Where I Learn Some Jewish History

I've been reading Antichrist by Bernard McGinn and near the beginning of the book, McGinn discusses some historical figures who have been portrayed as possible Antichrists, including Antiochus IV. McGinn goes on to account the story of the Maccabees - how Antiochus persecuted the Jews, including erecting a temple to Zeus in the middle of their temple and how they subsequently revolted and overthrew his tyranny. But at the end of this account, McGinn adds the final sentence, "The persecutor himself had died a few weeks earlier." (27).

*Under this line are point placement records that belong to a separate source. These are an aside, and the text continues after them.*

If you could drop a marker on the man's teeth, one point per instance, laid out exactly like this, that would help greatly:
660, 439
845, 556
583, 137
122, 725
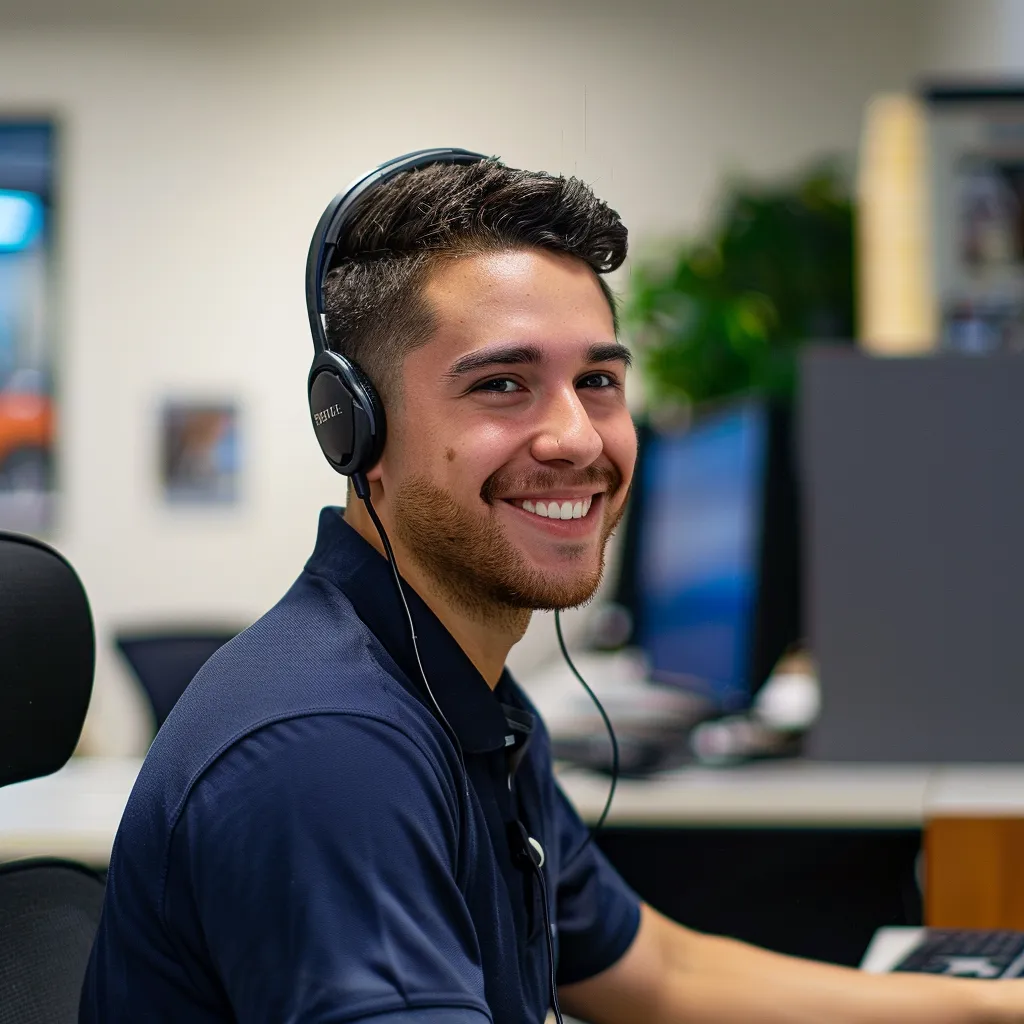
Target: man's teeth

So I went and looked it up, not realizing the Revolt of the Maccabees is the event that led to Chanukah. The site I cite states:

"...the holiday of Chanukah celebrates:
the defeat of Antiochus"

This was all sounding sort of strange - there's a major Jewish holiday to celebrate defeating a king who was already dead? I though at first it was some sort of Jewish irony, but Wikipedia finally set me straight - he wasn't dead yet when the revolt started, he was simply sending armies from afar and only died later when he started to personally march on the Maccabees, and the real significance was the foundation of Israel (for one hundred years) and the establishment of a royal line (the Hasmoneans), though the first of the links above notes:

"The Maccabees' successful revolt against Antiochus' antisemitic persecution was ended about a hundred years later by their own self-destruction. Their downfall was due to greedy family members who wanted the country for themselves."

Now I know that instead of a dreidel, I can get Mean Mr. Mustard an Antiochus IV doll to burn in effigy on the 25th of Kislev (pretty much Christmas - note that some believe Christ was actually born on this anniversary of the founding of Israel) - it's good to have options.